Immunoblastic lymphosarcoma (ILS) is a newly recognized malignant lymphoreticular neoplasm and is included in the recent W.H.O. classification of lymphomas. This report concerns six cases of ILS studied by light, immunofluorescence (IF), and electron microscopy (EM). Four patients were female and all except one were over 50 years of age. Four patients had some immunological abnormality. Light microscopy showed a monomorphic population of immunoblasts with pyroninophilic cytoplasm and variable plasmacytoid differentiation. Intracytoplasmic IgG was demonstrated by IF in four cases, and IgA in one. Large lymphoid cells with varying proportions of polysomes, rough endoplasmic reticulum, and Golgi apparatus were seen by EM in four cases. Mean survival was 4.8 months in five cases; death in four was due to disseminated ILS. We concluded that our cases of ILS are of B cell origin, are often associated with immunological abnormalities, and carry a poor prognosis. Immunofluorescence and EM are helpful in its diagnosis.
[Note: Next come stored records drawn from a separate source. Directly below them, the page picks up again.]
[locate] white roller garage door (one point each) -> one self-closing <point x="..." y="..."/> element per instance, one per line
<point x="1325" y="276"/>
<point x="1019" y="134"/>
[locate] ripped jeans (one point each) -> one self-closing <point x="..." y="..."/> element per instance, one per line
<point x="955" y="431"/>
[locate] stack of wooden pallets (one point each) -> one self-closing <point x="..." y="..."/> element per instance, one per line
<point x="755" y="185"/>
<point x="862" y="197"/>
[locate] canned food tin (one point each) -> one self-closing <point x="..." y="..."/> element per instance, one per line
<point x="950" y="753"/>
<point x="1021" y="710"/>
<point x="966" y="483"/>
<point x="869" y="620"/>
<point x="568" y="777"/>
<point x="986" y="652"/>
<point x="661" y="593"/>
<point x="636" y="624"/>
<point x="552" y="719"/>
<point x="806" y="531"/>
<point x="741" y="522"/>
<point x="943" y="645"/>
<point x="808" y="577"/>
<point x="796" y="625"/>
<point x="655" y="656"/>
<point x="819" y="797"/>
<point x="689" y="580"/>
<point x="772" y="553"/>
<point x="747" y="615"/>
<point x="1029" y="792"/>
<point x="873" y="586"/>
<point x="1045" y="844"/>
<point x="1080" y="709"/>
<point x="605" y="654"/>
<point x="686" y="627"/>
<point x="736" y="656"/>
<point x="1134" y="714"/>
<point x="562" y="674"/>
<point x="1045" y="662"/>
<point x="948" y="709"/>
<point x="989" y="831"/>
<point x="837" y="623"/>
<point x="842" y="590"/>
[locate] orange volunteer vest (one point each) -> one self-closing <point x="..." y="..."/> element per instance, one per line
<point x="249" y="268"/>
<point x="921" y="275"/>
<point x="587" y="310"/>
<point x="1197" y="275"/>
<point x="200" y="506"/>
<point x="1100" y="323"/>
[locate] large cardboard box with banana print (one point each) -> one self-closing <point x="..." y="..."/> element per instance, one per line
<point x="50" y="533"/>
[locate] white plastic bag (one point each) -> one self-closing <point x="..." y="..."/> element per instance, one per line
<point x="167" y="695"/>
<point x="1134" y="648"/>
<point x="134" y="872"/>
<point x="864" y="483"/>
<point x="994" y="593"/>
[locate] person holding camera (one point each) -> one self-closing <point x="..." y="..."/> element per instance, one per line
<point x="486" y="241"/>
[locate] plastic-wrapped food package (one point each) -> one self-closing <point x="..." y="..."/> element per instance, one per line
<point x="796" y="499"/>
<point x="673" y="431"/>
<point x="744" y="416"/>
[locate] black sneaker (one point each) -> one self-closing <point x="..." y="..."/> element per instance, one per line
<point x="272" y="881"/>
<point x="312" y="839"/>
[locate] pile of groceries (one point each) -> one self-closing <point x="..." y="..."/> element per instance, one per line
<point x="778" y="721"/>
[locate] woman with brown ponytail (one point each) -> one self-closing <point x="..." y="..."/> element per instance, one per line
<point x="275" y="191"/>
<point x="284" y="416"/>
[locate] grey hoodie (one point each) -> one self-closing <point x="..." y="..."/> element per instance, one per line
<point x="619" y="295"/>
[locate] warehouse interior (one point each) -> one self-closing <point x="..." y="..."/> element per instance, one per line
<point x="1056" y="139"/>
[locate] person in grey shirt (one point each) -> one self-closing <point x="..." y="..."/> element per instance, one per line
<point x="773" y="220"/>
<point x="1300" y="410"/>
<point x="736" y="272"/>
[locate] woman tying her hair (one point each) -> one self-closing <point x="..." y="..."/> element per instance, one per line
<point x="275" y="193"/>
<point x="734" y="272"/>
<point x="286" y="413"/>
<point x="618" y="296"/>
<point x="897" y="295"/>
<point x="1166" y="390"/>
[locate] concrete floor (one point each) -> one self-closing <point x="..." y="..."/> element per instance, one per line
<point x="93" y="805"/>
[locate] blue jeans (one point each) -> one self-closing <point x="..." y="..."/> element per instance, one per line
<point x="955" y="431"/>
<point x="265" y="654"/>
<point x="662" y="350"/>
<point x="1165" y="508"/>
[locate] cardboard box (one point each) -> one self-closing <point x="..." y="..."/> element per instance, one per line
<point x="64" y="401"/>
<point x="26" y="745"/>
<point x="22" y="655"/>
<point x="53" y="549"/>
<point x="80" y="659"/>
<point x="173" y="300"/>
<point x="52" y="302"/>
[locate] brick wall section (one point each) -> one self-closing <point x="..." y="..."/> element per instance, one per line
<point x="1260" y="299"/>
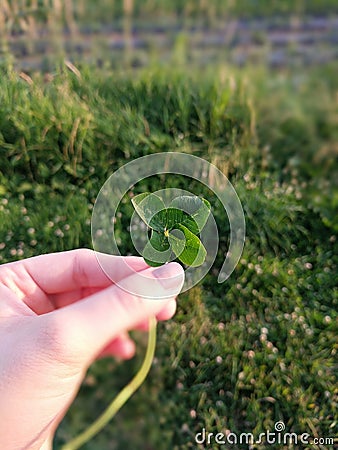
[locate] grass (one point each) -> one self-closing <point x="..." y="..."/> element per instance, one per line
<point x="238" y="356"/>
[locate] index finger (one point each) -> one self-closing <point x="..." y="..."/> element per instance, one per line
<point x="76" y="269"/>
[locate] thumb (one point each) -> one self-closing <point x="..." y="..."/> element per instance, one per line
<point x="84" y="328"/>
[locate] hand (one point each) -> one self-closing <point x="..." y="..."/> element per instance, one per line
<point x="58" y="313"/>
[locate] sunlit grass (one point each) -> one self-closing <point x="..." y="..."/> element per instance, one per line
<point x="237" y="356"/>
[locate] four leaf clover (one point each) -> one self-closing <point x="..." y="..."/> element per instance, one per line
<point x="174" y="229"/>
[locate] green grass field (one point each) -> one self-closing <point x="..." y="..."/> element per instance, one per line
<point x="239" y="356"/>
免疫母细胞性淋巴瘤(ILS)是一种新认识的恶性淋巴网状肿瘤,被纳入世界卫生组织(W.H.O.)最近的淋巴瘤分类中。本报告涉及6例经光镜、免疫荧光(IF)和电子显微镜(EM)研究的ILS病例。4例患者为女性,除1例患者外,其余均超过50岁。4例患者有一些免疫异常。光镜显示为单一形态的免疫母细胞群,细胞质嗜派洛宁,浆细胞样分化程度不一。免疫荧光法在4例中检测到胞质内IgG,1例中检测到IgA。电子显微镜在4例中观察到具有不同比例多核糖体、粗面内质网和高尔基体的大淋巴细胞。5例患者的平均生存期为4.8个月;4例死亡原因是ILS播散。我们得出结论,我们的ILS病例起源于B细胞,常与免疫异常相关,预后不良。免疫荧光和电子显微镜有助于其诊断。